# raw feeding chicken



## Kamikaze6rr (Jul 22, 2012)

I have been feeding my Bella raw chicken for a couple months now. Out of the blue one day she refuses to eat. Then later on she has a very loose stool. Then she vomits. 
next day she eats but has diarrhea. Then that night she doesn't touch her food. 
the next day diarrhea but eats. 
fourth day eats both meals and stools are firm in the am. Then firm stools in the evening. But at 1030 she vomits. 
this morning she poops straight liquid.


----------



## datacan (May 15, 2011)

Vet check. Bones can splinter sharp and penetrate, the intestines. 

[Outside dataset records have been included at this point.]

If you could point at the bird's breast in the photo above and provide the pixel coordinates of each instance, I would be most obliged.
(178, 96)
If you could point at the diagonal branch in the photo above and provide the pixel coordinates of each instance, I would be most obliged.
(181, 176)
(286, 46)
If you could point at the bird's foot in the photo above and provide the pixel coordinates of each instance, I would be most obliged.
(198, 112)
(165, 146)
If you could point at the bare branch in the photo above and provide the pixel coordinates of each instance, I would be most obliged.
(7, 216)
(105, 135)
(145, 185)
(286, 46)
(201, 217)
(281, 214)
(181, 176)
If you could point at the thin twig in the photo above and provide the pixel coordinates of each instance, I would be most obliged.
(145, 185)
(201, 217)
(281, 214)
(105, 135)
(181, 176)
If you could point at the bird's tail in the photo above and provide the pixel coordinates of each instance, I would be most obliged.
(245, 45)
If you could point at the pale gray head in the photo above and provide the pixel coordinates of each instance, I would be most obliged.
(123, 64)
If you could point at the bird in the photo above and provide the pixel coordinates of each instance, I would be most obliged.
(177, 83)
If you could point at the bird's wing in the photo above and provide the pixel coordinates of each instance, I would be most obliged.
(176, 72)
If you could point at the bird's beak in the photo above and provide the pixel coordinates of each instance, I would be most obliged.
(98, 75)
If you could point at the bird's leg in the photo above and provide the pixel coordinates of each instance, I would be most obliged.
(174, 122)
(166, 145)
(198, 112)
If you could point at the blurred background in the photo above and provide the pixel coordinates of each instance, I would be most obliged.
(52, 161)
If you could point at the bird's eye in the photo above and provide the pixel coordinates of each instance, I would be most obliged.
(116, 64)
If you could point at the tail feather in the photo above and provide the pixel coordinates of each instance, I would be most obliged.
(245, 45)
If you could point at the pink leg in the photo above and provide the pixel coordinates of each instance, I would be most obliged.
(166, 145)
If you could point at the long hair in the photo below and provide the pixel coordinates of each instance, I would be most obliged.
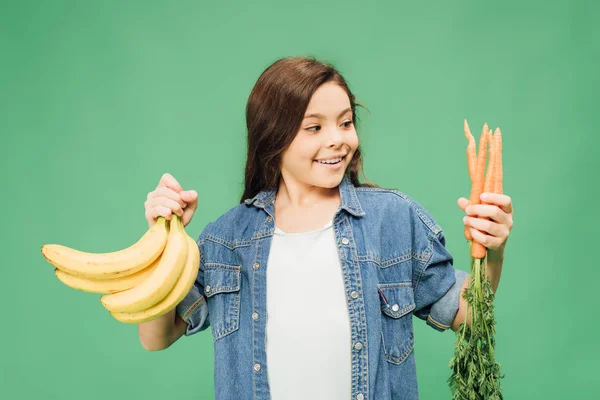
(274, 112)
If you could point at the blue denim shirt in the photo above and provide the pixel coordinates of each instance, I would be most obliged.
(395, 265)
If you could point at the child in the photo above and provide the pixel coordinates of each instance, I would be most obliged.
(310, 283)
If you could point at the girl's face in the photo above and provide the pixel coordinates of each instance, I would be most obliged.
(325, 133)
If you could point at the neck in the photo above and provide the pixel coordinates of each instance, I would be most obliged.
(294, 194)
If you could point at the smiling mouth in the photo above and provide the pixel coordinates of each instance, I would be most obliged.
(340, 159)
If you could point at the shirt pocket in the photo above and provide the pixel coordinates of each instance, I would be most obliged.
(222, 291)
(397, 302)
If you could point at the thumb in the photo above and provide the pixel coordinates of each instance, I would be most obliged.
(463, 203)
(191, 198)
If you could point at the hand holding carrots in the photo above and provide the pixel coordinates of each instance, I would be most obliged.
(489, 224)
(489, 211)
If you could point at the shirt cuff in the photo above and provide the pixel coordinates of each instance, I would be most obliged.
(194, 310)
(444, 310)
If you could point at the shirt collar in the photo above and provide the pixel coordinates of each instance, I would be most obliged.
(349, 199)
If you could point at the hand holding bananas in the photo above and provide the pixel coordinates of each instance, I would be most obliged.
(147, 279)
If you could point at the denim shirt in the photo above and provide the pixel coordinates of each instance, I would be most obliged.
(394, 263)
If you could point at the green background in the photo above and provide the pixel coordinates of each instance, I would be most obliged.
(99, 99)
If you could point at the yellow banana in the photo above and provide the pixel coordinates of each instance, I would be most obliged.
(175, 296)
(105, 286)
(156, 287)
(114, 264)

I bet they will forum on your feeding practices.


----------



## Rudy (Oct 12, 2012)

Now We Flex some as many think my writing skills seek less brain powers

14 brain lesions press on me

So What

I earned them trust that ;D

All of this is very wrong and you keep it up you have a dead mate 

No copy and paste links here Earned skills from education and doing real life events working pointers raw real remote 48 years 

Paid upland ho, trainer of greatness and a Specialist on supplements to the cell level

core cell supports and food and care choices

First education

1.Microbiology

2. Immunology

3rd cracking skulls globally like peanuts She they winked maybe bent a tad I flex some fun ;D

What happens first to consumers some call Sheep ;D

Big Bro produces more super antibiotics then brain cells and introduces them to healthy animals all of them to make them grow super fast and big for fast cash not health 

Creating massive Food Borne Pathogens and all real research and science all knows and supports this if its is a independent study group not paid creeps without souls and truth.

Not paid off goofs for bad machines killing and reducing all of us due to lack of educations or real choices.

This mayor impacts and effects on all human health and pets health all of them.

each one they add and overuse creates super bugs we cannot war or beat

This is 2 to 3x worse on cat and dog they call foods facts

"Denmark" thank lord is know not selling massive antibioitics and there Vets are closing watched from know freely selling these drugs.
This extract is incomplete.